MOSCOW -- The latest Russian international film festival -- in the Chechnyan capital of Grozny -- has helped throw a spotlight on the multiplying number of far-flung film forums throughout the region, one in which competition is fierce for filmmakers and critics are asked to brave everything from cold temperatures to polar bears.

In fact, the number of film festivals in Russia has more than quadrupled in the past decade, sparking a debate among event organizers and critics, who question the wisdom of the proliferation.

Apart from the upcoming festival in Chechnya, several other events have popped up in remote Russian cities over the past six years.

In 2003, the Amur Autumn festival was launched in the far eastern town of Blagoveshchensk.

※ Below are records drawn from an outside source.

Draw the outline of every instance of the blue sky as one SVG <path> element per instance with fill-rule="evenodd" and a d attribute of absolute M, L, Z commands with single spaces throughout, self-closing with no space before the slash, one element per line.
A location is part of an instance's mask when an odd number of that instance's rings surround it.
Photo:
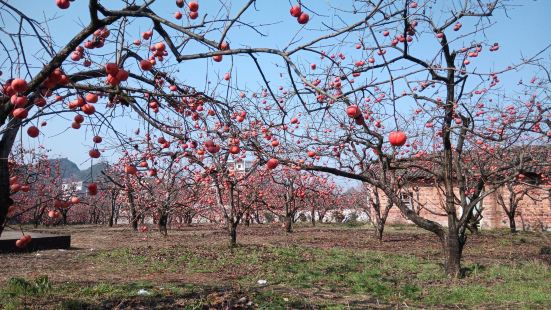
<path fill-rule="evenodd" d="M 109 1 L 102 1 L 109 3 Z M 118 2 L 118 1 L 117 1 Z M 173 13 L 177 10 L 173 0 L 159 0 L 154 9 L 159 15 L 172 18 Z M 323 10 L 326 3 L 331 3 L 335 6 L 339 2 L 346 1 L 318 1 L 304 0 L 307 6 L 320 14 L 331 14 Z M 422 2 L 422 1 L 419 1 Z M 50 31 L 54 34 L 54 38 L 58 45 L 63 45 L 69 40 L 72 35 L 76 34 L 82 24 L 88 22 L 87 5 L 88 1 L 77 0 L 72 2 L 69 10 L 59 10 L 55 6 L 54 0 L 27 0 L 27 1 L 10 1 L 16 7 L 36 19 L 41 19 L 41 16 L 52 17 L 56 19 L 49 23 Z M 232 12 L 236 12 L 241 8 L 245 1 L 231 1 L 234 7 Z M 551 17 L 551 1 L 511 1 L 512 7 L 507 12 L 507 16 L 499 11 L 494 18 L 496 25 L 489 29 L 486 34 L 492 41 L 500 43 L 499 57 L 482 58 L 480 61 L 487 66 L 503 66 L 511 61 L 518 59 L 520 56 L 530 56 L 541 50 L 546 45 L 551 43 L 548 31 L 549 18 Z M 200 13 L 208 13 L 210 16 L 216 15 L 220 2 L 219 1 L 200 1 Z M 259 27 L 267 37 L 259 37 L 254 31 L 244 28 L 234 29 L 229 34 L 229 40 L 232 47 L 252 45 L 255 47 L 278 47 L 282 48 L 295 35 L 298 38 L 308 38 L 314 35 L 320 35 L 319 32 L 308 33 L 300 30 L 301 27 L 289 15 L 290 2 L 285 0 L 259 0 L 256 6 L 256 11 L 250 11 L 243 16 L 243 20 L 253 24 L 270 24 L 270 26 Z M 329 17 L 320 17 L 310 14 L 311 22 L 307 28 L 316 28 L 321 20 L 331 21 Z M 340 26 L 337 20 L 335 26 Z M 136 37 L 143 30 L 149 29 L 151 25 L 136 24 L 134 25 Z M 216 39 L 216 38 L 213 38 Z M 424 47 L 418 47 L 422 52 Z M 188 52 L 188 53 L 191 53 Z M 548 54 L 547 54 L 548 55 Z M 484 56 L 485 57 L 485 56 Z M 0 60 L 3 58 L 0 54 Z M 549 60 L 549 59 L 548 59 Z M 269 67 L 275 59 L 269 57 L 262 59 L 263 63 Z M 5 70 L 5 68 L 2 68 Z M 211 79 L 216 79 L 223 75 L 224 72 L 232 70 L 232 76 L 240 83 L 240 87 L 248 87 L 251 89 L 258 88 L 260 78 L 258 73 L 252 66 L 250 60 L 246 57 L 234 57 L 232 61 L 225 59 L 219 65 L 212 66 L 207 64 L 205 60 L 191 61 L 179 65 L 179 77 L 181 80 L 192 85 L 203 85 L 204 77 L 207 72 L 211 75 Z M 279 69 L 274 69 L 269 72 L 269 79 L 277 84 L 279 73 L 284 72 Z M 509 83 L 514 83 L 509 80 Z M 507 83 L 507 82 L 506 82 Z M 82 168 L 90 164 L 88 158 L 88 150 L 91 147 L 91 137 L 84 137 L 83 132 L 75 132 L 72 129 L 66 130 L 70 126 L 70 121 L 62 118 L 52 118 L 48 121 L 48 126 L 44 128 L 40 139 L 28 141 L 26 135 L 23 137 L 23 144 L 28 147 L 36 146 L 37 143 L 44 144 L 51 149 L 51 154 L 54 157 L 68 157 L 76 162 Z M 121 129 L 132 131 L 136 126 L 132 121 L 123 121 L 117 124 Z"/>

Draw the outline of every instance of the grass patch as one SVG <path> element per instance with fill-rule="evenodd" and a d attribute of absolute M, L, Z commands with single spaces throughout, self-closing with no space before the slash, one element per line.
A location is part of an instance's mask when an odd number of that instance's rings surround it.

That same year, the debut edition of Pacific Meridian was held in another of Russia's easternmost cities, Vladivostok, while the Spirit of Fire fest was launched in Khanty-Mansiysk, close to the Arctic Circle. A year later, the Baltic Debuts opened for the first time in Svetlogorsk, a town in the country's western outpost of Kaliningrad.

Andrei Plakhov, a prominent Russian film critic and the author of a recently published book on domestic and "international" film festivals, insists that many of these so-called international festivals have yet to prove themselves worthy of the moniker.

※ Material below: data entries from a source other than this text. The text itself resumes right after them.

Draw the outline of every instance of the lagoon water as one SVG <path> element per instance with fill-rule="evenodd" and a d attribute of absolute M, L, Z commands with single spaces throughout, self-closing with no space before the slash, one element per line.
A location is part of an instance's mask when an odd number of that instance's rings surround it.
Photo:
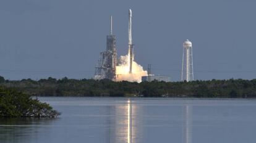
<path fill-rule="evenodd" d="M 56 119 L 0 119 L 1 143 L 255 143 L 256 100 L 40 97 Z"/>

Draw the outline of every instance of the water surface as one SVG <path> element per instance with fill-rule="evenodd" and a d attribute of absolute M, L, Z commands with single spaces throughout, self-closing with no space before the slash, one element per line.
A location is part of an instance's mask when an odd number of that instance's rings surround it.
<path fill-rule="evenodd" d="M 40 97 L 56 119 L 0 119 L 0 142 L 255 143 L 256 100 Z"/>

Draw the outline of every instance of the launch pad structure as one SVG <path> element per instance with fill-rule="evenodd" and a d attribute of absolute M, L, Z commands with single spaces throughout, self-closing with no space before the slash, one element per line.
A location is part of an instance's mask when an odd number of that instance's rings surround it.
<path fill-rule="evenodd" d="M 113 17 L 110 20 L 110 35 L 106 36 L 106 51 L 100 53 L 100 59 L 95 67 L 95 80 L 116 79 L 117 52 L 116 36 L 113 35 Z"/>

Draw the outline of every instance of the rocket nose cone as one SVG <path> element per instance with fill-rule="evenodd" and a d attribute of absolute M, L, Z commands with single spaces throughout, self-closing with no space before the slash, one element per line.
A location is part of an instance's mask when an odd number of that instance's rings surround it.
<path fill-rule="evenodd" d="M 129 9 L 129 14 L 132 15 L 132 10 L 130 9 Z"/>

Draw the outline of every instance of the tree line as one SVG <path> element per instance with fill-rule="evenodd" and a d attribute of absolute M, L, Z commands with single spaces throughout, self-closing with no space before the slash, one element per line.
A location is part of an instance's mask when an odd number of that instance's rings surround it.
<path fill-rule="evenodd" d="M 14 88 L 35 96 L 187 97 L 251 98 L 256 97 L 256 80 L 230 79 L 190 82 L 119 81 L 53 78 L 6 80 L 0 86 Z"/>

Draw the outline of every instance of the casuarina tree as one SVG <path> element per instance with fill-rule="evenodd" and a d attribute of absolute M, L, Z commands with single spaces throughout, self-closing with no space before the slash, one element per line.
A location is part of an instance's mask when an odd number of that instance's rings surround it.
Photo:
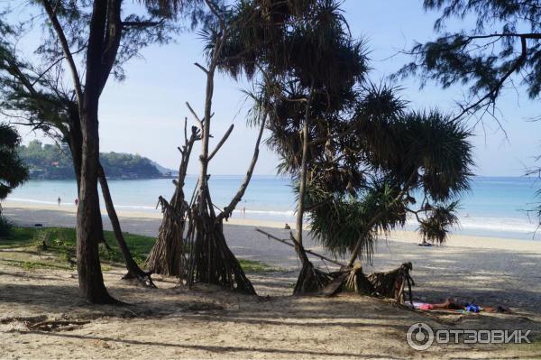
<path fill-rule="evenodd" d="M 191 6 L 197 1 L 185 3 L 187 6 Z M 164 15 L 158 7 L 149 4 L 142 7 L 142 12 L 134 12 L 144 13 L 145 15 L 123 15 L 124 3 L 121 0 L 59 1 L 54 4 L 42 0 L 32 5 L 41 12 L 41 16 L 34 19 L 45 18 L 47 29 L 46 37 L 38 48 L 36 56 L 49 60 L 50 65 L 31 69 L 38 70 L 38 75 L 30 78 L 30 85 L 38 88 L 37 96 L 35 93 L 31 94 L 32 98 L 23 98 L 22 102 L 26 101 L 25 106 L 38 108 L 31 108 L 30 114 L 34 112 L 31 115 L 40 125 L 44 121 L 55 125 L 71 121 L 69 125 L 73 127 L 63 129 L 66 131 L 60 131 L 60 134 L 71 135 L 69 139 L 75 145 L 71 148 L 72 152 L 75 152 L 73 158 L 80 159 L 80 169 L 76 169 L 76 173 L 80 173 L 77 226 L 79 291 L 81 296 L 91 302 L 115 302 L 103 283 L 97 253 L 97 242 L 103 237 L 97 193 L 98 178 L 102 180 L 102 185 L 105 184 L 98 160 L 99 98 L 111 74 L 118 78 L 124 78 L 121 65 L 126 60 L 137 55 L 138 51 L 146 44 L 167 39 L 167 36 L 162 37 L 163 32 L 155 32 L 152 29 L 163 29 L 170 14 Z M 51 69 L 53 70 L 50 71 Z M 8 66 L 7 71 L 16 72 L 17 69 Z M 65 86 L 66 81 L 62 77 L 65 72 L 71 79 L 71 89 L 59 94 L 55 90 Z M 18 77 L 16 79 L 21 84 L 24 81 L 24 77 Z M 57 87 L 50 86 L 48 82 L 50 81 Z M 31 87 L 27 85 L 29 84 L 21 84 L 14 90 L 32 93 Z M 43 100 L 51 100 L 51 97 L 52 101 L 41 103 Z M 50 103 L 54 103 L 56 107 L 49 108 Z M 40 105 L 44 106 L 39 106 Z M 59 108 L 67 116 L 65 119 L 53 120 L 40 114 L 43 111 L 53 113 L 52 109 Z M 70 119 L 70 116 L 73 117 Z M 80 127 L 78 134 L 75 129 L 78 125 Z M 71 130 L 75 132 L 70 134 Z M 74 134 L 80 136 L 80 148 L 77 146 L 78 140 L 74 140 Z M 106 196 L 107 189 L 103 189 Z M 114 208 L 107 206 L 107 210 L 114 210 Z M 115 214 L 110 215 L 114 220 Z M 122 235 L 122 232 L 115 231 L 115 234 Z"/>
<path fill-rule="evenodd" d="M 19 134 L 7 124 L 0 124 L 0 201 L 28 179 L 28 170 L 17 154 Z M 0 206 L 0 235 L 5 235 L 5 220 Z"/>
<path fill-rule="evenodd" d="M 446 88 L 465 86 L 469 96 L 455 118 L 490 115 L 500 123 L 498 100 L 509 88 L 523 88 L 532 100 L 541 93 L 541 2 L 499 0 L 425 0 L 426 10 L 440 12 L 438 36 L 417 43 L 413 60 L 397 77 L 418 76 Z M 471 28 L 445 30 L 453 18 L 475 19 Z M 514 91 L 514 90 L 513 90 Z M 538 175 L 532 169 L 528 175 Z M 541 192 L 540 192 L 541 194 Z M 541 218 L 541 208 L 539 213 Z"/>

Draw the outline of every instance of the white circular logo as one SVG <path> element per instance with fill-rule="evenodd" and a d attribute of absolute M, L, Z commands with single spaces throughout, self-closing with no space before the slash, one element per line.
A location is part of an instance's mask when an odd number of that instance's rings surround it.
<path fill-rule="evenodd" d="M 426 350 L 434 343 L 434 331 L 432 328 L 423 322 L 413 324 L 408 329 L 406 340 L 416 350 Z"/>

And while international participants at the festivals see a commercial opportunity here, there is still a long way to go before the system functions smoothly, he told The Hollywood Reporter.

"Even if a foreign film wins the main prize at a Russian film festival, that doesn't necessarily mean that domestic distributors will buy it, and this is a big problem," he said. "Any festival that has ambition to stay in business for a long time should solve it."

Another troubling element is the quality of organization.

"No one knows exactly how many film festivals we need in Russia," said Alexander Doluda, executive director of Pacific Meridian. "Still, the organization of some of them leaves much to be desired. But we hope that, with time, the quantity will turn into quality."

At the beginning, it wasn't easy to bring foreign guests to a place they may have never heard of before, Spirit of Fire vp Maria Zvereva said. "For the first festival, we used personal connections to persuade people that Russia's Far North is not just extremely cold temperatures and polar bears. But after the first festival, when people came to Khanty-Maniysk and saw what it's like, we no longer had that problem."

In the six years since the festival's debut, the situation in the domestic film industry also has changed, with more and more indigenous features produced annually, Zvereva said.

"When we started six years ago, we intended to include all the debut features by domestic directors in the program, but we could hardly find eight movies, as few were made at that time," Zvereva said. "Gradually, we had to expand the program to 10, then 15, films but there are more these days, so we had to (become more selective)."

Despite the learning curve, observers argue that these festivals often represent the only way local audiences get to see many domestic and international movies.

"In this country, film festivals often replace theatrical releases of domestic movies," said Sitora Aliyeva, programming director at more-established fest Kinotavr. "The situation can only change when cinema chain owners and distributors begin to actively work with domestic films."